Chablis ayant emporté au cours de sa chute une galette racinaire[1] (forêt de Soignes, Belgique).
Paysage de chablis après le passage de la tempête Klaus affectant la forêt des Landes en 2009 : les forestiers distinguent la partie encore adhérente au sol (le chandelier) de celle qui gît sur le sol (le volis).
Ici, la chute d'un seul arbre a créé une trouée de lumière visiblement bénéfique à la régénération naturelle (forêt ancienne de la réserve naturelle norvégienne de Sjørlægda naturreservat à Vefsn)
Chablis dans une plantation anglaise, qui semble avoir été causé ou favorisé par une coupe rase adjacente
La chute de ce Nothofagus dombeyi a créé un micro-habitat de type falaise, avec un mélange vertical de terre et de cailloux, qui a permis à des fougères de s'établir.

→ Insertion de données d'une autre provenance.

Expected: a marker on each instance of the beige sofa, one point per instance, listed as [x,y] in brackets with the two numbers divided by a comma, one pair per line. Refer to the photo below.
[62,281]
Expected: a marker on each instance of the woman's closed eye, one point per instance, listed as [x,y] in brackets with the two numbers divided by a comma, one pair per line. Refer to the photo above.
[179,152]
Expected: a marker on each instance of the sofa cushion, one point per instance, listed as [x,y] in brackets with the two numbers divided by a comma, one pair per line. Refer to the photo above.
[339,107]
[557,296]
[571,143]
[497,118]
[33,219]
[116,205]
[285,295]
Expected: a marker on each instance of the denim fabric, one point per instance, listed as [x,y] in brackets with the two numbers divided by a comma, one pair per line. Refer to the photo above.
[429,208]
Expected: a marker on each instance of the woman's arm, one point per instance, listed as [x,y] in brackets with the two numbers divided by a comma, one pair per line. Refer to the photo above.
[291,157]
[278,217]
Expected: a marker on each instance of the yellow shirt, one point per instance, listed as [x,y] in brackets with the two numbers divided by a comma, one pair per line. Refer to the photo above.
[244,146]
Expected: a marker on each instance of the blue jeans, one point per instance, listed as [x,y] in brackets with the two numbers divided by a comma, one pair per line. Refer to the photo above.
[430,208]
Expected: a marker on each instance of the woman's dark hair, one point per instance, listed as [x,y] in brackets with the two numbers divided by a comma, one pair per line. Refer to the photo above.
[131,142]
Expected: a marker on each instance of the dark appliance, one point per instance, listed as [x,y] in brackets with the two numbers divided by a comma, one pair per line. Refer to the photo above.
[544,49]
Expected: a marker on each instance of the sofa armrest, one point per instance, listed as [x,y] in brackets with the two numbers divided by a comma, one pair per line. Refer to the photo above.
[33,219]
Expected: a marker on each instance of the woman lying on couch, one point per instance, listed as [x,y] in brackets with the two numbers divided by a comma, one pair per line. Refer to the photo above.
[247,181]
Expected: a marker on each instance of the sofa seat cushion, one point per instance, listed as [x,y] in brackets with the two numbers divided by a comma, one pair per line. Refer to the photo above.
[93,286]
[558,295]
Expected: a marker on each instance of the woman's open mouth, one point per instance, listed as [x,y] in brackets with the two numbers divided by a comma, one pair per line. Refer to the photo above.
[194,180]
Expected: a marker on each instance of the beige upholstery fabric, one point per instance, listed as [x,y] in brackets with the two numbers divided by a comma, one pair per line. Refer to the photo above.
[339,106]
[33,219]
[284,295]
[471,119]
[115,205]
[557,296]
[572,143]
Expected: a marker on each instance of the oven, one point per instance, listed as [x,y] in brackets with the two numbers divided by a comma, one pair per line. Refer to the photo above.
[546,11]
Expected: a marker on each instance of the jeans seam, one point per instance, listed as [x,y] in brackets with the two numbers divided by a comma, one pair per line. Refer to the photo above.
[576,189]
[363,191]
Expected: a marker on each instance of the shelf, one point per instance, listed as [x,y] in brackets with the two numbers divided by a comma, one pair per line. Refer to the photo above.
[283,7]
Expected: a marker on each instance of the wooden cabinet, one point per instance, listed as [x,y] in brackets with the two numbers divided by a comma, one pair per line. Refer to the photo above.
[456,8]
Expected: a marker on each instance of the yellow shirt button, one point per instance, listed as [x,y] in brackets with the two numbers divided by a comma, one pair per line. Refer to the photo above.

Par emploi collectif du terme, un chablis est un ensemble d'arbres ainsi déracinés accidentellement (le plus souvent par des vents violents) et jonchant le sol[3]. Ainsi une rafale descendante ou une tornade sous un orage peuvent causer un corridor de dégâts en forêt appelé chablis. Des vents violents généralisés peuvent également causer de tels chablis dans les endroits les plus exposés. Ainsi les tempêtes de , qui ont balayé l'Europe de l'Ouest, ont causé de vastes zones de chablis.

Étymologie, variantes et synonymes

Chablis vient du latin capulare (« couper du bois ») via l'ancien français chaabler (« casser, faire tomber »).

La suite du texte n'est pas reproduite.